Treatment protocols recommended for patients with symptoms who have unresectable lesions are those used for LCH. The LCH-III protocol—the most common treatment strategy—was first suggested by Nakatani et al.23 Although most patients with the multisystemic disease are infants and particularly susceptible to the adverse effects of chemotherapy, a prudent approach should emphasize the supportive care, reserving chemotherapy or radiation when this treatment is perceived as necessary.

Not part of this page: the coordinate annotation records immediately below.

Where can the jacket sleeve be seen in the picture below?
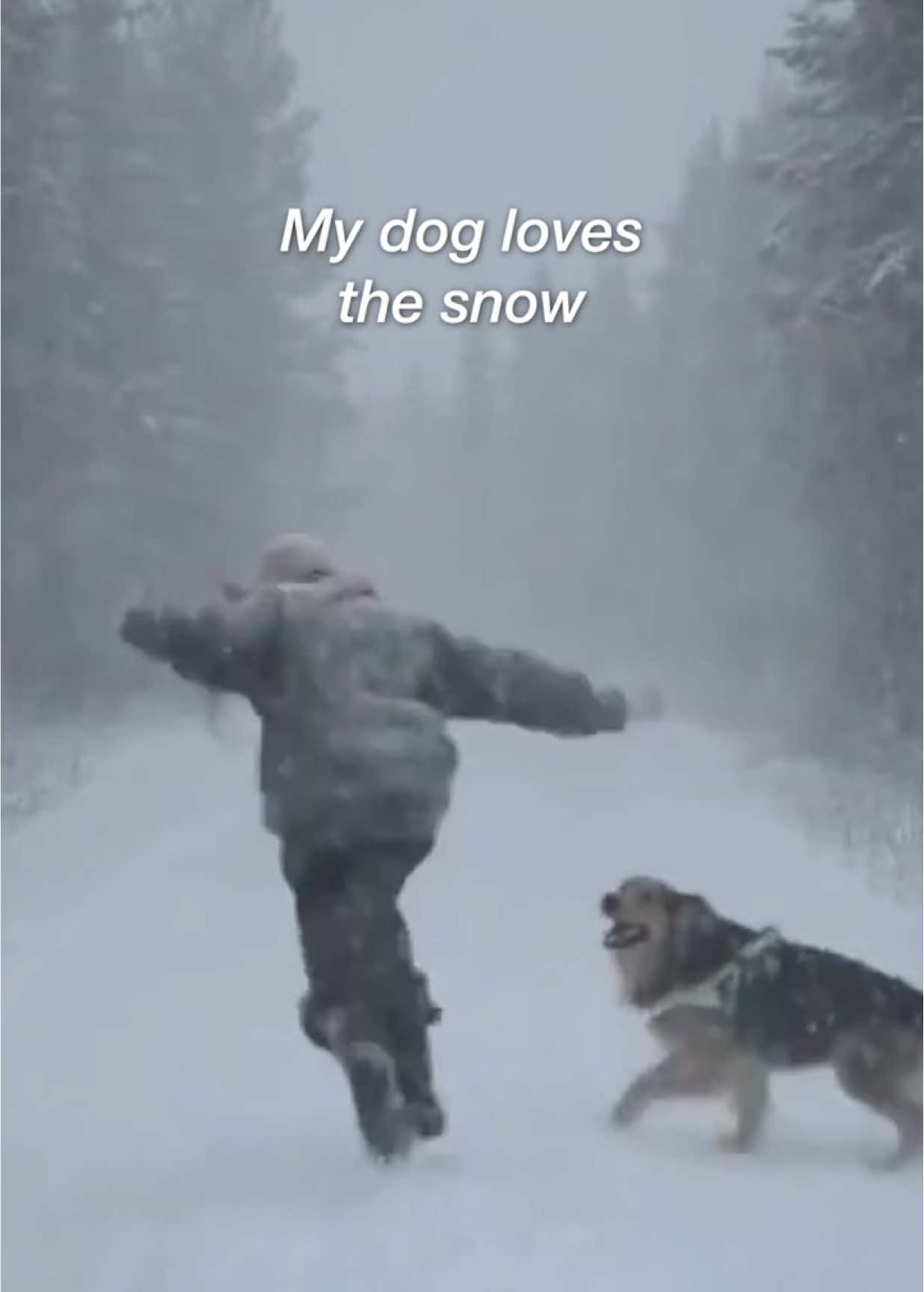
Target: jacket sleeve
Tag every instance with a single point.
(469, 680)
(221, 647)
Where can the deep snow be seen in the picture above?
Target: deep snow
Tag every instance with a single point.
(166, 1127)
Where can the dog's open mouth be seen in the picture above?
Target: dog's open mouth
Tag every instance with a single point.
(624, 933)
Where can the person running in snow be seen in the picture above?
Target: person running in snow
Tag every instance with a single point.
(356, 770)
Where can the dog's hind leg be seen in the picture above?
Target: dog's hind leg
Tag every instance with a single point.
(684, 1074)
(750, 1101)
(881, 1066)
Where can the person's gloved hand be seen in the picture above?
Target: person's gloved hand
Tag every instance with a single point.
(647, 704)
(143, 628)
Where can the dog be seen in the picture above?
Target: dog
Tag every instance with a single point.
(732, 1004)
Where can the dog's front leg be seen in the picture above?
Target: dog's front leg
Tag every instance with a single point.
(750, 1101)
(684, 1074)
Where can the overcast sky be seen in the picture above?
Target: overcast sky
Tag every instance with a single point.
(464, 110)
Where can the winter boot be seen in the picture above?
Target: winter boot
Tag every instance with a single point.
(415, 1082)
(386, 1125)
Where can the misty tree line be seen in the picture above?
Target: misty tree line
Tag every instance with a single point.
(718, 472)
(715, 473)
(161, 369)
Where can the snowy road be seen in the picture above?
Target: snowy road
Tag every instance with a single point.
(167, 1130)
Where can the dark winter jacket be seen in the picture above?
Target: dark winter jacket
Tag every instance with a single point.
(354, 698)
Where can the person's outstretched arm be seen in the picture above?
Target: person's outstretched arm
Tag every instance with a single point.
(471, 680)
(225, 647)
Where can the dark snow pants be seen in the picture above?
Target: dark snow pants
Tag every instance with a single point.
(358, 958)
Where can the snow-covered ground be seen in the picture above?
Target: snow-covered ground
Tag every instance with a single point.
(167, 1128)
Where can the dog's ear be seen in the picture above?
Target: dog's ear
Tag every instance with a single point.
(694, 926)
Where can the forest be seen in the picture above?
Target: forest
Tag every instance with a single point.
(716, 470)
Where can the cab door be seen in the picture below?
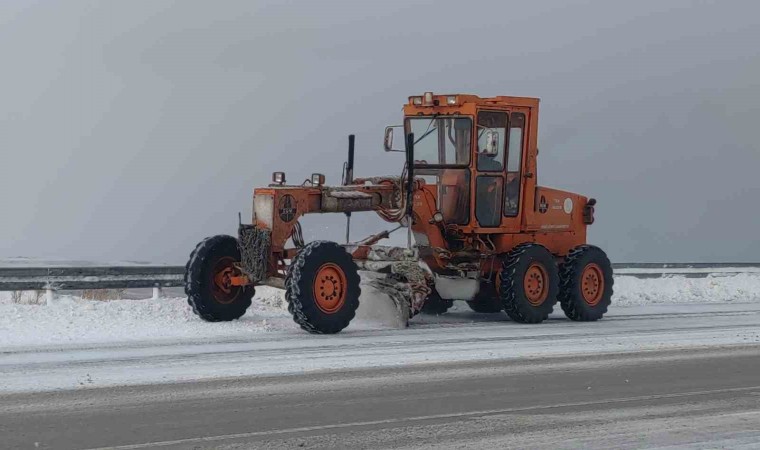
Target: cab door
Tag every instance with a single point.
(490, 158)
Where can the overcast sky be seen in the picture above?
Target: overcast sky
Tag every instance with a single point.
(130, 130)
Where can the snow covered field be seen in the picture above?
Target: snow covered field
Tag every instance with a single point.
(72, 321)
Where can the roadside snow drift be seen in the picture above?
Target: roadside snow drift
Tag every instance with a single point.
(73, 321)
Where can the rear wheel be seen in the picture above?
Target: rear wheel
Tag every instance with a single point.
(586, 284)
(207, 280)
(322, 288)
(529, 283)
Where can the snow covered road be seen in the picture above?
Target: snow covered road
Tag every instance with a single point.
(674, 363)
(75, 344)
(480, 337)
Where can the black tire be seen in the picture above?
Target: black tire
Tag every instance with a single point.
(435, 305)
(487, 301)
(208, 300)
(533, 267)
(581, 296)
(326, 311)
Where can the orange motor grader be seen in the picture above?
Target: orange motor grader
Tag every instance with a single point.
(479, 229)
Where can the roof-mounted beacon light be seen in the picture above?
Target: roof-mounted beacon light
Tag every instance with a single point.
(317, 179)
(428, 99)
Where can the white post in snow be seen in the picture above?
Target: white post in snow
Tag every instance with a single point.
(49, 296)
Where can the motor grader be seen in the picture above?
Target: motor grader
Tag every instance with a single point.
(478, 226)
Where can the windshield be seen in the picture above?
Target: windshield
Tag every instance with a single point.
(440, 140)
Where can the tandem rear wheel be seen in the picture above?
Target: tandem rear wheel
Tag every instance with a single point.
(586, 284)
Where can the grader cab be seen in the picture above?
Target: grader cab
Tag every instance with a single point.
(479, 229)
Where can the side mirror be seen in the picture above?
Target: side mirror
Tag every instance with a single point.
(388, 140)
(492, 143)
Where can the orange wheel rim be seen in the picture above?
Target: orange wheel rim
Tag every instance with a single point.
(535, 284)
(592, 284)
(330, 288)
(221, 287)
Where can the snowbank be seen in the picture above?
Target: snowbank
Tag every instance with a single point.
(742, 288)
(72, 320)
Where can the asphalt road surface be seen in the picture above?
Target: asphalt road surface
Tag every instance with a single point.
(671, 377)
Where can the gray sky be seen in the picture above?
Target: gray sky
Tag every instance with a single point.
(133, 129)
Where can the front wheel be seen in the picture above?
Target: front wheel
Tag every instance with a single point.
(207, 280)
(322, 288)
(586, 284)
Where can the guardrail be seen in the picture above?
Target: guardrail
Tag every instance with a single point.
(115, 277)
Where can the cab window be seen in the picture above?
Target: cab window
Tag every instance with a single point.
(490, 124)
(514, 163)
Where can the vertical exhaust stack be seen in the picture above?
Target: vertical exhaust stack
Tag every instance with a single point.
(349, 179)
(409, 187)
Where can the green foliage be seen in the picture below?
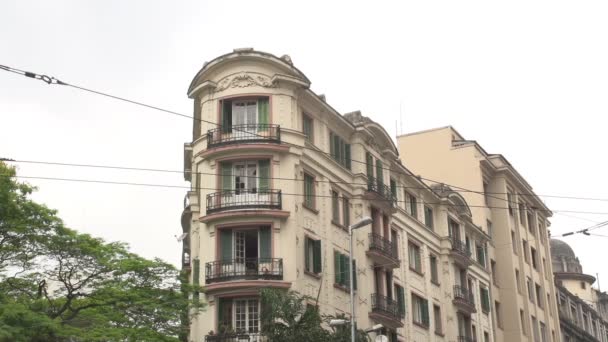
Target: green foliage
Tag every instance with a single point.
(287, 318)
(60, 285)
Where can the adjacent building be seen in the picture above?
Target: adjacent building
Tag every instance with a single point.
(522, 291)
(277, 175)
(583, 310)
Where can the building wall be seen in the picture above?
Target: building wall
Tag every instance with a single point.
(250, 74)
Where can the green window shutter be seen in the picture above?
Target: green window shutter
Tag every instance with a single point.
(316, 256)
(354, 270)
(264, 179)
(226, 245)
(307, 242)
(347, 156)
(263, 114)
(226, 116)
(226, 176)
(265, 242)
(337, 270)
(196, 273)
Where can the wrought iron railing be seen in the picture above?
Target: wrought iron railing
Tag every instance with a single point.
(236, 337)
(244, 268)
(247, 133)
(376, 185)
(463, 294)
(460, 247)
(243, 199)
(383, 304)
(463, 338)
(383, 245)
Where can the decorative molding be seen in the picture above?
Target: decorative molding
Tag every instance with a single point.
(243, 80)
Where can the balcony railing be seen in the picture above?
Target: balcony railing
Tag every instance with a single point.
(387, 306)
(244, 269)
(247, 133)
(243, 199)
(236, 337)
(460, 248)
(462, 338)
(376, 185)
(463, 294)
(383, 245)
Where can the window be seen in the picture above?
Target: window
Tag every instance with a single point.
(484, 294)
(539, 295)
(400, 299)
(312, 255)
(412, 205)
(308, 128)
(342, 271)
(339, 150)
(494, 272)
(498, 314)
(335, 207)
(434, 273)
(420, 311)
(437, 319)
(414, 257)
(428, 217)
(490, 230)
(345, 211)
(522, 321)
(309, 191)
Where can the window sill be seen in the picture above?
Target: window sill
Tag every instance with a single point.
(416, 271)
(313, 210)
(314, 275)
(421, 325)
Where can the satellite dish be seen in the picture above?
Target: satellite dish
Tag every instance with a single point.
(381, 338)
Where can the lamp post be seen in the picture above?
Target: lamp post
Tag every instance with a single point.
(362, 223)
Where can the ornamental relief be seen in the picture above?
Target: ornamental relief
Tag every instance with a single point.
(243, 80)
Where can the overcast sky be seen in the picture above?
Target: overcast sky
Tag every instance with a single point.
(527, 79)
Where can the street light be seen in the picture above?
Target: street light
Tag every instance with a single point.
(362, 223)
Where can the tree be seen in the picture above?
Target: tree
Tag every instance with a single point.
(286, 317)
(60, 285)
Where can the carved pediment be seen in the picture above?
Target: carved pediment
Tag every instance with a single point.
(243, 80)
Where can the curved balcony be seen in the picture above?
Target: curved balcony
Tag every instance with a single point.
(378, 191)
(464, 299)
(460, 253)
(247, 133)
(383, 251)
(386, 311)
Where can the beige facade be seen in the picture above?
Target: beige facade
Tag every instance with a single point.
(277, 175)
(523, 293)
(583, 310)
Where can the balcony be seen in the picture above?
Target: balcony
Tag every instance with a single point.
(383, 251)
(386, 311)
(236, 337)
(460, 253)
(244, 134)
(463, 299)
(244, 269)
(243, 199)
(377, 191)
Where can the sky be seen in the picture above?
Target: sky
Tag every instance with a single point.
(527, 79)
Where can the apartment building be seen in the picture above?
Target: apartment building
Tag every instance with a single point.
(503, 203)
(583, 310)
(277, 175)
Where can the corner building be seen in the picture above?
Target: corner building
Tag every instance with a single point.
(516, 220)
(277, 176)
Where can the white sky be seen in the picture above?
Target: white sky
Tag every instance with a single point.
(528, 79)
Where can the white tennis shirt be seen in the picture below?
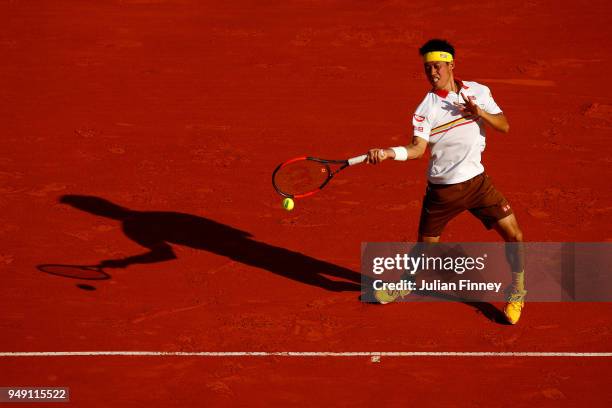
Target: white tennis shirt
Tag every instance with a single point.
(456, 142)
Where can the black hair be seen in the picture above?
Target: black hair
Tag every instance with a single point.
(437, 45)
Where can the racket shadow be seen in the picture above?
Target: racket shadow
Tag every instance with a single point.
(157, 230)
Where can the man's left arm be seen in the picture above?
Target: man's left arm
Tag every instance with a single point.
(497, 121)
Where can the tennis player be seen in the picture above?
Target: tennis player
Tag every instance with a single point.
(451, 120)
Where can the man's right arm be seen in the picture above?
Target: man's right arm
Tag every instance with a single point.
(415, 150)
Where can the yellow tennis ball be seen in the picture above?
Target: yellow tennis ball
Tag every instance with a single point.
(288, 204)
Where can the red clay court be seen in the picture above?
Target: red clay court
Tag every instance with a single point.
(175, 113)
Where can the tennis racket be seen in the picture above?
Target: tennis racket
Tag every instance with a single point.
(303, 176)
(86, 272)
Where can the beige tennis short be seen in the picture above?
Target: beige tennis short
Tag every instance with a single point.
(443, 202)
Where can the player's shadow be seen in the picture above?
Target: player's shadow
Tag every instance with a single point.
(157, 230)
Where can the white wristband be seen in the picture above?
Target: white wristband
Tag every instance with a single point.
(401, 153)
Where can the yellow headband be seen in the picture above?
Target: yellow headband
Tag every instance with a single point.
(437, 56)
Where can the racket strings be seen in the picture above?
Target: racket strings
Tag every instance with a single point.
(301, 177)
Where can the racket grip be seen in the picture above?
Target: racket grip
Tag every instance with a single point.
(357, 160)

Immunophenotypically, cells express CD14, CD68, CD163, Factor XIIIa, Stabilin-1, and fascin; S100 is a variable positive in less than 20% of the cases; nevertheless, none of these markers are specific for ISJXG,37 and CD1a and langerin are negative. In our case, CD163 and Factor XIIIa were positive, while S100 and CD1a were negative. No consistent cytogenetic or molecular genetic alterations have been identified.16,17

CONCLUSIONS

Infantile systemic forms of JXG have different presentation, response to the treatment and outcome. Incidence rates are about 0.1 case/1,000.000 of children younger than 15 years old. Although this report has the inherent limitation of a case report, it presents the importance of the autopsy examination, which can still influence medical practice and show several problems that were clinically undetected. In this case, the disseminated neoplasms could have been diagnosed earlier, because, in neonatal patients in whom JXG is considered, systemic forms could be underestimated, as in this case. For new patients with cutaneous JXG who have other symptoms, clinicians must be alert to refer the patient to a tertiary care center where tests, including (at the very least) MRI of the brain and ultrasonography of the abdomen, can be undertaken to enable accurate diagnosis. Adjuvant chemotherapy could have changed the course of the disease in our case. Although JXG is the most common benign type of histiocytosis in infants, the ISJXG variant is a very rare and distinctive clinicopathologic entity, generating a challenging group of patients. More than 70% of the patients are younger than 1 year. ISJXG must be distinguished principally from LCH. The clinical findings are attributable to sites of disease and can be severe. No published case has eight affected sites of the body, as in our case. The most common sites of disease beyond subcutaneous soft tissue are liver, spleen (or both), lung, and CNS. Exceptionally, liver, spleen, or lung involvement cause serious consequences, and the gold standard for diagnosis is the biopsy. The respiratory distress and bacteremia, as in our case, may be the cause of death in most cases.